Humans are warm-blooded animals. Thanks to the chemical reactions our bodies use to "burn" sugars and fats, and biological homeostasis that controls these reactions, we maintain our body temperature at about 98.6o Fahrenheit (37.0o C). This is just a median number, since a healthy human body temperature will vary about a degree Fahrenheit during a 24-hour cycle. Assuming you keep a normal sleeping schedule, your body temperature is lowest at about 4:00 AM and highest at about 5:00 PM. Much of the year, at least in the Northeastern part of the US where I reside, there is a large differential temperature between a human and his environment. If we're lucky enough to work in an air-conditioned indoor environment, a large differential temperature is maintained during most of the day for most of the year.
The Second Law of Thermodynamics tells us that where there's a temperature difference, extraction of energy is possible. This is because heat flows from a warmer body to a colder body, a principle discovered by Sadi Carnot. Quantitatively, the thermal energy output of a resting human is about a watt per kilogram. An exercising human emits three times that. Calculations for the quantity of air conditioning needed in a building usually estimate about 100-150 watts per person. We could harness this heat energy from our bodies if we festoon ourselves with pipes and rig a heat engine, but there's an easier way. The thermoelectric effect is a way to convert a temperature difference to electrical current directly, albeit with low efficiency.

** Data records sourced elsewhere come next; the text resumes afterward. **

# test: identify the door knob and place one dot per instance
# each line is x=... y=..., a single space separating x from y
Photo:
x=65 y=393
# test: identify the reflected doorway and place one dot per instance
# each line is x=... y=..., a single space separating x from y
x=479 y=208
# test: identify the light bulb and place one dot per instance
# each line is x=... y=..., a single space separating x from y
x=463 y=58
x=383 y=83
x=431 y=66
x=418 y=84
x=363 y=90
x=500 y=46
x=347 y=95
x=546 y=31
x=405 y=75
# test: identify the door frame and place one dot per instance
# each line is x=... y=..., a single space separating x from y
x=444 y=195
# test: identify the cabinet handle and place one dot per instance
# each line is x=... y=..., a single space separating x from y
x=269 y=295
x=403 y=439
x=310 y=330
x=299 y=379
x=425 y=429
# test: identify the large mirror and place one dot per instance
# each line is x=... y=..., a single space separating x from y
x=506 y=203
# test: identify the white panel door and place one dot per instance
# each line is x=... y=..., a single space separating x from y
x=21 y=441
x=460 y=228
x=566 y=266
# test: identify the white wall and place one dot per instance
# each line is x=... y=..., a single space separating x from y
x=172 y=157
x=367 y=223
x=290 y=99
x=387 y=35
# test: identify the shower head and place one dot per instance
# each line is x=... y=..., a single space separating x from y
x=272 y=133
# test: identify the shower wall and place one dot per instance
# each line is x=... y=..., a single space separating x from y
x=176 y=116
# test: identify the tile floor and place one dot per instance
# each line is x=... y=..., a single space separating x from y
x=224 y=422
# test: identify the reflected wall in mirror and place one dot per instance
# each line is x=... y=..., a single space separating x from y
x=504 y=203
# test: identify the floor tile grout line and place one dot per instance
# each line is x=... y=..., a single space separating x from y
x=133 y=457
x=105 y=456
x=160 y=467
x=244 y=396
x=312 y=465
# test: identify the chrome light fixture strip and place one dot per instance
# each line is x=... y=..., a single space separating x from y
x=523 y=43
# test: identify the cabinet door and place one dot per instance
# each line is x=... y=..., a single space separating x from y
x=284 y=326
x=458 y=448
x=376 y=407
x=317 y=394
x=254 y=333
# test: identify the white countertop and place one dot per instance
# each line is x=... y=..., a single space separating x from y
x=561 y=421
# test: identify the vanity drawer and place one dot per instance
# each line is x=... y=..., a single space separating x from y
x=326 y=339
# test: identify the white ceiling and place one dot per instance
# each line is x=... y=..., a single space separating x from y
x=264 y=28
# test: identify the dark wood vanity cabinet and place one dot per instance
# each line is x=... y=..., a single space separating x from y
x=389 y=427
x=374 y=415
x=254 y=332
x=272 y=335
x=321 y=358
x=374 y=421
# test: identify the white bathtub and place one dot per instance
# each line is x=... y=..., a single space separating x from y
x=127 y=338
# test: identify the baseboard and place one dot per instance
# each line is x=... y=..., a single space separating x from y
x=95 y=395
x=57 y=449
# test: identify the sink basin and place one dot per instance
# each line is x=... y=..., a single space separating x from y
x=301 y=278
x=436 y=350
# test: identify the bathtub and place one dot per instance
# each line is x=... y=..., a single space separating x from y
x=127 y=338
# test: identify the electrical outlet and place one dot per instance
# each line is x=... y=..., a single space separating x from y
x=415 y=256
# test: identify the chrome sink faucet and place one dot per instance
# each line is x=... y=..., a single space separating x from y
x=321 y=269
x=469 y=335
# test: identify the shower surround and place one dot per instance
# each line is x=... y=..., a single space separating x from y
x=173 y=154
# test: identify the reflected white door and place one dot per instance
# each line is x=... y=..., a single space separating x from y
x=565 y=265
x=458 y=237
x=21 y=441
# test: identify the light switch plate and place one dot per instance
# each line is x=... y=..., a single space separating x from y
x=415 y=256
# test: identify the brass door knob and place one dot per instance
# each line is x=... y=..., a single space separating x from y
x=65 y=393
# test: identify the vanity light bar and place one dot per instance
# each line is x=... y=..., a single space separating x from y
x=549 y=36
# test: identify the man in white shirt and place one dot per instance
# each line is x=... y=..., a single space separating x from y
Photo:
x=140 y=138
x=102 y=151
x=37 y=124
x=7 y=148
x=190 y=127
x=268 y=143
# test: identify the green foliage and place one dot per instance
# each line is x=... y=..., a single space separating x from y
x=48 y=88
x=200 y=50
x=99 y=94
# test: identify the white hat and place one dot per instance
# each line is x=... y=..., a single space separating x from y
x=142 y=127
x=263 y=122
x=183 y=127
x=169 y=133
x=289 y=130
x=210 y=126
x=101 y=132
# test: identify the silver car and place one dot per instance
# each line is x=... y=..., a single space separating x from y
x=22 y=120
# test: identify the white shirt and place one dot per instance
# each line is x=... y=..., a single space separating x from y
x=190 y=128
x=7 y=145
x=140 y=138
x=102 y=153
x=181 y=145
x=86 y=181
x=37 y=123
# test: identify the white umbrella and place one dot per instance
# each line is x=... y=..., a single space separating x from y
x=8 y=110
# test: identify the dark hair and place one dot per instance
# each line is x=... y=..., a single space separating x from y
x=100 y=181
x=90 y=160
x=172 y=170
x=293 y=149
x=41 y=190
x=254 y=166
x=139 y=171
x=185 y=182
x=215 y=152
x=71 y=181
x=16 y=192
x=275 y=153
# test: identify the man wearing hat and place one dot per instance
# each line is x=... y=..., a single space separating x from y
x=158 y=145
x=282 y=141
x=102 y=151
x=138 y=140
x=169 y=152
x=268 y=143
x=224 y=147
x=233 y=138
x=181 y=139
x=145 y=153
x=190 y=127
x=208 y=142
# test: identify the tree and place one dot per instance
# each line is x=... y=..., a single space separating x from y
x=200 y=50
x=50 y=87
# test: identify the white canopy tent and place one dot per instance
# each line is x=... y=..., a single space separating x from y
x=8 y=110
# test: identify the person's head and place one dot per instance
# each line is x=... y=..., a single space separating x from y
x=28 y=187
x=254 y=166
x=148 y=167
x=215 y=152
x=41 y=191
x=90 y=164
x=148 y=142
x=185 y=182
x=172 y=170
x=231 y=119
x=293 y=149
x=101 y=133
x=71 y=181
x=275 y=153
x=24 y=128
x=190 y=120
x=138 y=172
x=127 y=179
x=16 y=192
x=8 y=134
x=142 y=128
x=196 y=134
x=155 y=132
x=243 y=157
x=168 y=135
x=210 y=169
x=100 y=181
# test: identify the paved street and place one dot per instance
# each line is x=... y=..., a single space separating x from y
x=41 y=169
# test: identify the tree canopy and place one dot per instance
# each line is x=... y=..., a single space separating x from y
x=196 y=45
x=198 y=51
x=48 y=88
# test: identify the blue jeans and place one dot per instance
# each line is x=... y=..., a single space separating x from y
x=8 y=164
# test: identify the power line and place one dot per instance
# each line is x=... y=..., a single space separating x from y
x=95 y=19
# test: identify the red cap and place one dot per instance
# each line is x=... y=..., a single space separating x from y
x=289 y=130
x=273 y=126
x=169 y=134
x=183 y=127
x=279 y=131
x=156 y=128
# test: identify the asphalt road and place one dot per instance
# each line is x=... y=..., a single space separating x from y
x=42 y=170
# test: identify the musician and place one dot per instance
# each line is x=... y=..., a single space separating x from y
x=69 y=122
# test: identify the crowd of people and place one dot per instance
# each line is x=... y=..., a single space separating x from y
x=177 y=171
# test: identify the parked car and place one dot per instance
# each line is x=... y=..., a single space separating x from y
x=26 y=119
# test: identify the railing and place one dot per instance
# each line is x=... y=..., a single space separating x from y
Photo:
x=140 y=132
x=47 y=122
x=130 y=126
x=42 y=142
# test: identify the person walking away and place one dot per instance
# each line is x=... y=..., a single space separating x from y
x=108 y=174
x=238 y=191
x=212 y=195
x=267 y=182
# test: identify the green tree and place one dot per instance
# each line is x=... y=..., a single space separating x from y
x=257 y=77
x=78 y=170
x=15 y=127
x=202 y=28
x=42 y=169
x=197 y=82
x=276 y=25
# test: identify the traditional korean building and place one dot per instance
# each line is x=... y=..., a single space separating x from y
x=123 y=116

DARPA, the US Defense Advanced Research Projects Agency, has been sponsoring research in using body heat to power electronic devices. This is a continuation of its Energy Starved Electronics program that seeks to reduce power consumption in electronic devices. Anantha Chandrakasan, an electrical engineering professor at MIT, has been working on the idea of using body heat and body movement to power electronic chips.[1-6]. Chandrakasan has been exploiting thermoelectric materials that extract energy at only a few degrees temperature difference to generate up to 100 μW of power.[2] One problem with thermoelectrics is that their output voltage varies, since it's a direct function of the temperature difference. Chandrakasan's team, which included Yogesh Ramadass, now employed by Texas Instruments, devised circuitry to match the thermoelectrics with an energy-storage capacitor.[3]
Of course, such devices will not work when implanted in the body, or when the ambient temperature is 98.6o Fahrenheit, since there is no differential temperature in either case; but they will be useful, nonetheless. This research was presented at the 2010 International Solid State Circuits Conference last February.
The single, "98.6," sung by James Barry Keefer (a.k.a, "Keith") of Philadelphia, reached no. 7 on the February, 1967, Billboard Hot 100. I was a Top-40 DJ at the time, working my way through college.